Recent CodeX Use Case Achievements

CodeX initiatives aim to collect patient data once and then use it for multiple reasons, employing mCODE standards, which are expected to have a growing impact in collecting and sharing cancer data. The standard can create efficiencies in routine data sharing, such as that required by prior authorization, enabling patients to access their information, or sharing data to multiple registries for research or enabling connections to clinical trials.

Recent updates on the progress across the eight CodeX active use case follow. Four are in the Execution Phase – mCODE++ Extraction, ICAREdata, Trial Matching, Registry Reporting. Radiation Therapy is in the Planning Phase, with Members preparing for Execution. Oncology Clinical Pathways, Prior Authorization, and Genomics Data Sharing are in Discovery.
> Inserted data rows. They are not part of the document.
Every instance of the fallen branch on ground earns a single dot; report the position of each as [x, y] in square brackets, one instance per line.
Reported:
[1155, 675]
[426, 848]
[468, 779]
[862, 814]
ICAREdata or EHR Endpoints for Clinical Trials is making great progress. Nine health systems are implementing tools to capture and/or extract mCODE data in their electronic health record systems, with collection underway at three institutions.

Thanks to strong partnership with health systems and Epic, implementation of the ICAREdata collection and extraction tools continues to become simpler over time. The University of Chicago (UChicago) and MITRE teams are close to completing validation of queries to generate comma-separated values (CSV) files to support mCODE extraction. In collaboration with Epic, these queries will be made available to other Epic sites in the  community to accelerate implementation. Furthermore, the form to capture mCODE Cancer Disease Status is available as Epic-released development to all Epic customers as of the November 2020 release. Data modeling work is underway for a new ICAREdata pilot for mCODE-enabled adverse event reporting.  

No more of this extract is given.